Stocktake: Markets won’t buy into Trump’s wishful thinking

Reopening US economy prematurely would be major financial mistake

US president Donald Trump’s emphasis on the economic risks posed by the Covid-19 shutdown is shared by some in the business community. Photograph: Drew Angerer/Getty Images

The economic shutdown caused by coronavirus is upsetting US president Donald Trump, who wanted the United States to be "raring to go by Easter" before eventually abandoning the plan to reopen the economy.

Trump would love this bear market to be over as soon as possible and is clearly prioritising the economy over health, but prematurely reopening the economy wouldn't only be morally dubious – it would be a major financial mistake. Trump's emphasis on the economic risks posed by the shutdown is shared by some in the business community. Former Goldman Sachs chief executive Lloyd Blankfein wants lower-risk cases to return to work within weeks, warning that "crushing" the economy is "also a health issue". However, this is wishful thinking.

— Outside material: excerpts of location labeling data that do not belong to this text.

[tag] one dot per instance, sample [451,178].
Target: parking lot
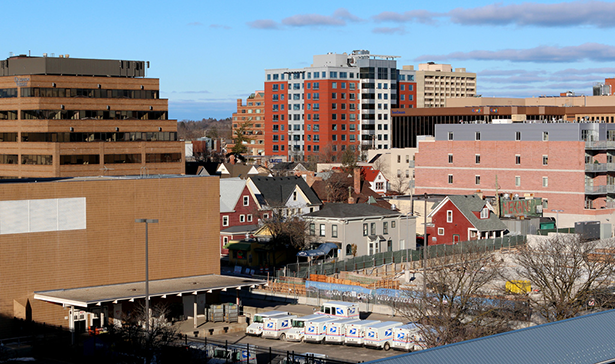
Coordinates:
[337,352]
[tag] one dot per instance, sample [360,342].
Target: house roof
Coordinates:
[277,190]
[344,210]
[230,191]
[582,340]
[468,204]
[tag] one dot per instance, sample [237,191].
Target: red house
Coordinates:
[462,218]
[238,212]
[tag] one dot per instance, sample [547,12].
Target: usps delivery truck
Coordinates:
[256,326]
[297,332]
[340,309]
[316,329]
[355,332]
[408,337]
[275,327]
[336,331]
[380,335]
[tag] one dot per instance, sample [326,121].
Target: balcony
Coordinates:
[599,167]
[600,190]
[600,145]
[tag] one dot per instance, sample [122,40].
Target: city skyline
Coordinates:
[208,55]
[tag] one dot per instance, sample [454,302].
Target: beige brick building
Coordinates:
[83,117]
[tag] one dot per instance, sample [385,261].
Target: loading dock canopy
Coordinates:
[82,297]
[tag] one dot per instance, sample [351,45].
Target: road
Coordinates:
[338,352]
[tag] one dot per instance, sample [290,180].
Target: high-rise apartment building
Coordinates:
[437,82]
[65,117]
[342,101]
[250,121]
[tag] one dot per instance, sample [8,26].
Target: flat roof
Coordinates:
[82,297]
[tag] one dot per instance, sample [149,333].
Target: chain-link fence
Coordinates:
[303,270]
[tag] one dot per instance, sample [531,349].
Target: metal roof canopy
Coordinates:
[82,297]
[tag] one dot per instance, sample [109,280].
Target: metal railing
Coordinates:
[303,270]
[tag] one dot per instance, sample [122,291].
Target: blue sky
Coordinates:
[207,54]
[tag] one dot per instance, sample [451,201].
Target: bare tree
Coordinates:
[568,272]
[131,336]
[459,303]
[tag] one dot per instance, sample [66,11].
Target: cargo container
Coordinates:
[316,329]
[275,327]
[256,326]
[297,332]
[336,331]
[380,335]
[354,333]
[340,309]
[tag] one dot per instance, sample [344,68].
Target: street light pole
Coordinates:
[147,222]
[557,219]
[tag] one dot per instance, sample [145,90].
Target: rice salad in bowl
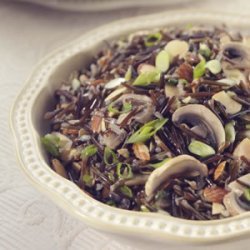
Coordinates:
[159,122]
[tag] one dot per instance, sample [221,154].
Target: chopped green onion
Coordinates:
[214,66]
[162,61]
[230,132]
[124,170]
[201,149]
[199,69]
[126,107]
[110,156]
[89,151]
[111,203]
[126,191]
[172,82]
[51,144]
[153,39]
[246,194]
[87,180]
[159,164]
[148,77]
[128,74]
[205,50]
[144,209]
[111,109]
[189,26]
[146,131]
[183,81]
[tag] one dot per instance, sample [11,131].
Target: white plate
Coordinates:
[27,126]
[100,5]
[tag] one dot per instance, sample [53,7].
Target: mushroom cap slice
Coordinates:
[198,115]
[243,149]
[232,107]
[237,54]
[232,205]
[183,164]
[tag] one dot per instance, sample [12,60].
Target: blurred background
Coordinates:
[29,29]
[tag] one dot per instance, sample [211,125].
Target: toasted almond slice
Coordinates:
[217,208]
[123,152]
[96,122]
[230,104]
[219,170]
[144,67]
[141,151]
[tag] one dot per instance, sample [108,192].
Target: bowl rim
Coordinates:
[65,193]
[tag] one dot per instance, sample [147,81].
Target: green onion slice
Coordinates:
[51,144]
[126,191]
[109,156]
[124,170]
[89,151]
[153,39]
[199,69]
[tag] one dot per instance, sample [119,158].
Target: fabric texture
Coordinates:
[28,220]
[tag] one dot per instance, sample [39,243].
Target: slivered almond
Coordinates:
[96,122]
[141,151]
[185,71]
[219,170]
[214,194]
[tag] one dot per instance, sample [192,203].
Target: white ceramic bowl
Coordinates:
[27,126]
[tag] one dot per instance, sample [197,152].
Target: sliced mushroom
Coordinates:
[231,204]
[183,164]
[202,119]
[237,54]
[142,102]
[232,107]
[243,149]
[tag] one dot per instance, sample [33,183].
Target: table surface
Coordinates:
[28,220]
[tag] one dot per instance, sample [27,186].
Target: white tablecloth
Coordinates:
[28,220]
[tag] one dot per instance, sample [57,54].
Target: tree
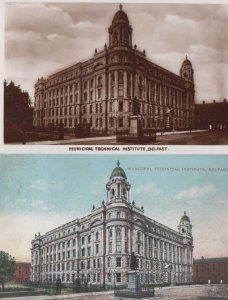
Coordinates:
[17,111]
[7,267]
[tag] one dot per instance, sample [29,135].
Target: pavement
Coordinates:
[208,292]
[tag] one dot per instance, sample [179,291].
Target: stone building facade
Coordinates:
[22,272]
[214,270]
[213,115]
[97,248]
[100,91]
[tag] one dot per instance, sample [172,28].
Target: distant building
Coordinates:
[212,115]
[22,272]
[213,269]
[100,92]
[97,248]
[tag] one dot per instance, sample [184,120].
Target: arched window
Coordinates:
[114,37]
[118,232]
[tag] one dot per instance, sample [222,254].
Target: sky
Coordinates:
[44,38]
[41,192]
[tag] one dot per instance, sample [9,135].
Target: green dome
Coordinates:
[118,172]
[185,218]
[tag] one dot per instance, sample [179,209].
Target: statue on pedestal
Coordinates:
[135,107]
[134,263]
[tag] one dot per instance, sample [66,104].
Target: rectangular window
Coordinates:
[118,246]
[98,263]
[118,261]
[97,248]
[118,277]
[120,122]
[110,247]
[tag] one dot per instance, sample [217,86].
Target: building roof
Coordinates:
[210,260]
[118,172]
[120,15]
[186,62]
[185,218]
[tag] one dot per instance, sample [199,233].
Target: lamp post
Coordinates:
[114,277]
[116,122]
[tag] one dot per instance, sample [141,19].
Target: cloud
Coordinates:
[49,37]
[148,189]
[196,192]
[20,230]
[39,184]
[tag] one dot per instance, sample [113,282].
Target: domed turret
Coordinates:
[120,32]
[119,172]
[186,70]
[185,226]
[186,62]
[120,16]
[118,187]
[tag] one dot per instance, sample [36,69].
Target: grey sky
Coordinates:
[42,38]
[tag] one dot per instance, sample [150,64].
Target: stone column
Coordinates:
[125,84]
[132,86]
[123,240]
[107,240]
[109,86]
[114,239]
[116,84]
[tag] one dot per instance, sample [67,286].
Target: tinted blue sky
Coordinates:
[39,192]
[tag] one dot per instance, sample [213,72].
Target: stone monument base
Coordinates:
[134,288]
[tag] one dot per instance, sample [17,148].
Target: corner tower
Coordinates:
[118,188]
[186,71]
[185,226]
[120,32]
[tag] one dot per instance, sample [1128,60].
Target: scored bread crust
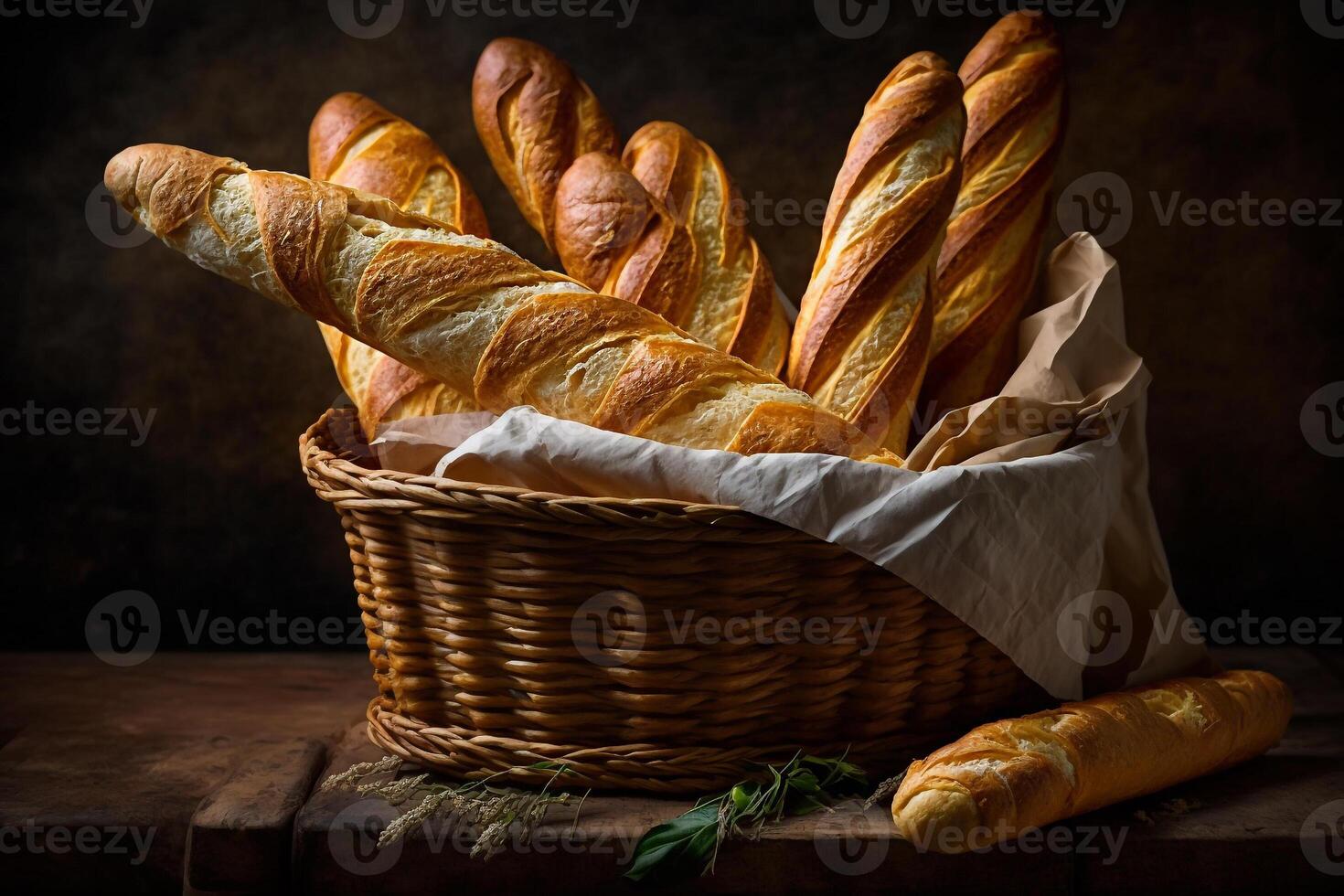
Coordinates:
[464,311]
[1015,103]
[735,306]
[860,343]
[1012,775]
[357,143]
[535,117]
[664,229]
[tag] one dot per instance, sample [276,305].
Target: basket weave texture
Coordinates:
[649,645]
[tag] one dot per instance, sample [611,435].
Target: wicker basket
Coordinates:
[507,627]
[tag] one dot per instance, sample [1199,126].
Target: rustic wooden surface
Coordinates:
[218,758]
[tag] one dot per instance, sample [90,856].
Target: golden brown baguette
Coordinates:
[1012,775]
[357,143]
[1015,103]
[464,311]
[860,343]
[668,234]
[535,117]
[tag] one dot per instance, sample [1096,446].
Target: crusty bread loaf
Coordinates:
[668,234]
[1012,775]
[535,117]
[735,305]
[357,143]
[1015,100]
[860,343]
[465,311]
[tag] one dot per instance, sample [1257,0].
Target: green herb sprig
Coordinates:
[494,810]
[691,841]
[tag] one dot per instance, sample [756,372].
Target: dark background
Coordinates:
[1240,324]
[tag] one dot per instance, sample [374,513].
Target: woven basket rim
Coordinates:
[394,491]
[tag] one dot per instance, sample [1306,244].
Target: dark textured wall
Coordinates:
[1240,323]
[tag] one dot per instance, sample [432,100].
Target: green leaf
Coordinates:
[684,841]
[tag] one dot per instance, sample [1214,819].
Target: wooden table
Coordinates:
[197,773]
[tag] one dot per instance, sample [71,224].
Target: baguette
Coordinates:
[667,234]
[1007,776]
[465,311]
[860,343]
[535,117]
[1015,101]
[355,143]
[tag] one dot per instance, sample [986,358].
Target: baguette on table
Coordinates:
[1012,775]
[1015,103]
[464,311]
[357,143]
[667,232]
[535,117]
[862,338]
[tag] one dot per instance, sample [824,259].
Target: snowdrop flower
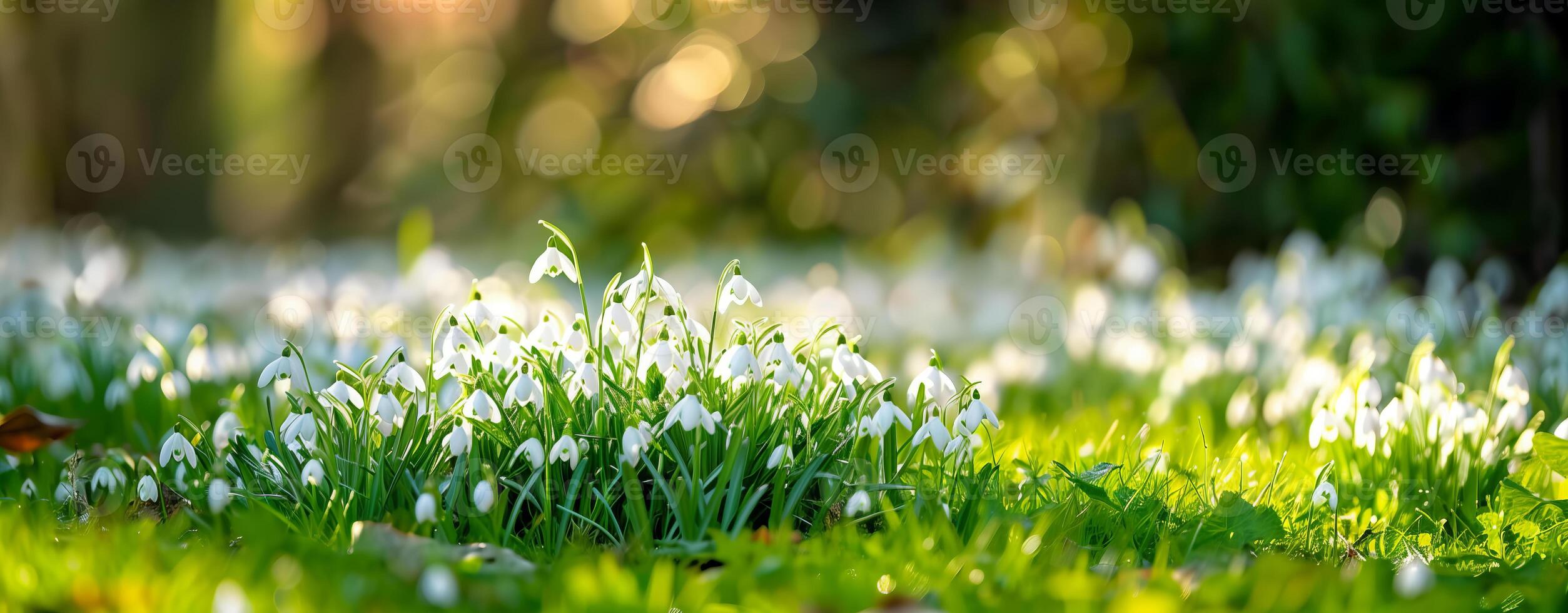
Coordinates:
[565,450]
[344,394]
[1327,425]
[480,407]
[1415,577]
[218,494]
[458,440]
[225,430]
[739,290]
[477,313]
[739,364]
[178,449]
[888,414]
[483,496]
[143,367]
[1512,386]
[534,452]
[389,413]
[425,509]
[860,504]
[104,479]
[1325,494]
[148,488]
[405,377]
[313,474]
[285,367]
[690,414]
[438,587]
[634,443]
[298,430]
[935,432]
[938,388]
[780,455]
[552,262]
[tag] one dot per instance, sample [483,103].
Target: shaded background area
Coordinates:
[750,94]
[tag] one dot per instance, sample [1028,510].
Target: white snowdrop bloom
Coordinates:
[178,449]
[425,509]
[148,488]
[115,395]
[1327,425]
[935,432]
[458,440]
[389,413]
[780,455]
[552,262]
[230,598]
[405,377]
[480,407]
[860,504]
[888,414]
[584,382]
[298,430]
[143,367]
[739,290]
[534,452]
[1512,386]
[285,367]
[524,391]
[634,443]
[1325,494]
[313,474]
[739,364]
[935,385]
[1415,577]
[438,587]
[565,450]
[690,414]
[104,479]
[218,494]
[175,385]
[483,496]
[344,394]
[225,430]
[477,313]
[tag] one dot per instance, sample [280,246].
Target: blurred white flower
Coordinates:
[178,449]
[313,474]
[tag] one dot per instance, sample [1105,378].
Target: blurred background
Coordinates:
[276,121]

There is no middle ground; as Bill Gates has argued, you can't ask people to keep going to restaurants, to buy new houses and to "ignore that pile of bodies in the corner".

The sooner you do it in a tough way, says Gates, the sooner you can undo it and return to normal. Markets jumped last week following tentative data from Italy suggesting the coronavirus outbreak may be peaking. Similarly, Chinese stocks gained in early February, as investors noted the Wuhan lockdown was working. Investors aren't delusional; they know prematurely ending shutdowns only creates more uncertainty and prolongs the crisis. Trump's plan wasn't just heartless – it was dumb.